Autumn has come again and another wave of nursery children have moved on to primary school. They leave a big gap as they are missed by the teachers and children they leave behind.
Some parents may worry about the impact of change on their child's social development if a close friend has moved on while their child is still at nursery: “With all these younger children around, will my child get enough attention? Will my child miss old friends? Will they have enough friends the same age or older? If they are with these new, younger children, will their progress be delayed?”
And yes, of course they will miss their friends. It’s difficult to accept change, to accept that they won’t see their precious friends every day anymore, but it’s a natural process that will happen time and again in their lives as they grow up.
Will my child get enough teacher attention?
Younger children are not as independent and will need more help with putting on their coats, washing hands, having snack and many other small tasks. That is an opportunity for the suddenly ‘older child’ to shine. Let’s assume the ‘older child’ in this story is a girl. She knows where things are kept and how things are done. Soon she realises that she knows a lot more than these newcomers and turns into a little leader. She helps the little children with their shoes and their fastenings. She gets their cups or opens their lunchtime yoghurt pot for them. Instead of needing the teachers' help herself she now turn into an important ‘nursery asssistant’ and should get a happy ‘Thank you’ from her teachers and friends. That change feels good!
Will my child have enough friends the same age or older?
Well, our young lady friend may well be the most senior of the children, but she is probably closely followed by others not far behind. While it may well be the first time this happens, it certainly won't be the last. With each change of school, from early years to university, she starts again as the little fish in the big pond and ends up as the big fish in the little pond. At each stage she not only acquires skills and knowledge, but she is also learning about friendship and leadership. Soon new relationships develop and she finds her own ‘followers’ who like her, look up to her and copy her. That change gives her motivation to do a good job, because she's being watched with admiring eyes. This learning is very good for her social development. It creates the kind of friendship that we find in families, among siblings. It promotes co-operation rather than competition and it is one of the hallmarks of good Montessori practice.
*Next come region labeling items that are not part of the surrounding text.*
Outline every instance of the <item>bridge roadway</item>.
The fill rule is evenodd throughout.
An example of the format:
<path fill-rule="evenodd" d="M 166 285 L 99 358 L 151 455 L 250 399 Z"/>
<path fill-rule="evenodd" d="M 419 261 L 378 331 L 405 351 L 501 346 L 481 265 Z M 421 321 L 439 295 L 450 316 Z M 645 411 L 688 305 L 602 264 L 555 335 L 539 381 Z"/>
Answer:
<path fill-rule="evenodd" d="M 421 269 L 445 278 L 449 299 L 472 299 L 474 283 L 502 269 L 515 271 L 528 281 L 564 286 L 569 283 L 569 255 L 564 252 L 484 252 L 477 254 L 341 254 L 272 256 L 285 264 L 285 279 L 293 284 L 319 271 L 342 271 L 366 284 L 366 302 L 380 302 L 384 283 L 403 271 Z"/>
Will my child be learning enough?
I should think so! Having witnessed this annual exodus and entry of children more than a dozen times over the past fifteen years I can testify to the fact that the change to 'being older' creates a new and different kind of thirst for learning. The motivation is different. Instead of looking up to her seniors and wanting to be like them, she realises that the new children look up to her as a role model. She won't want to disappoint them. She appreciates her special time with her teachers more than before and seeks out learning in a new way.
Will her progress be delayed?
No, absolutely not! Eighty percent of success in life is from getting on and working with others and only twenty percent or less is about the knowledge we hold as individuals. Learning to lead, even on a small scale, is very important and so is learning to adapt to change. It may not be examined and it may not be marked, but it sure counts in life. The confidence that comes from feeling senior is a great motivator.
Will she want to be with these younger children?
There will be times when a younger child gets in the way of her learning, but Montessori has specific ways of minimising disruption to children who are concentrating. Individual work is respected and this respect is taught from the beginning. Trained teachers know how to recognise the signs of concentration. They know it’s precious and will assist the senior child in their attempts to achieve something for themselves, most likely by distracting the younger child away from them. Most of the time, though, the older child will enjoy the friendship with younger friends. Who does not enjoy being admired and looked up to? What is a leader without followers?
Yes she will, change can be difficult to deal with, but it's natural. Missing a loved one feels sad. At the same time she is learning that it is not final. She can still see her old friends after school and at the weekends. Loving parents can support the ongoing friendships until such a time as strong new friendships have been made. Loving teachers can support her social development by talking with her and sharing her feelings of sorrow and joy.
This autumn term I've seen one girl's sadness at missing her best friend, who was just a few weeks older than her. Things have just started to change. Her parents are very sensitive and they support her with her special book, which she writes and draws in most days. She comes with us teachers to answer the door and to help children collect their things before going home. She loves to ‘read’ the children’s name cards and hand them to them as they arrive. She enjoys working with the sandpaper letters to learn to recognise the sounds and the way they are written.
She is ‘coming out’ and this is a joy for us to witness. She is finding a new dignity and a new happiness. She feels privileged to do ‘difficult’ work and we feel privileged to assist her in her learning journey.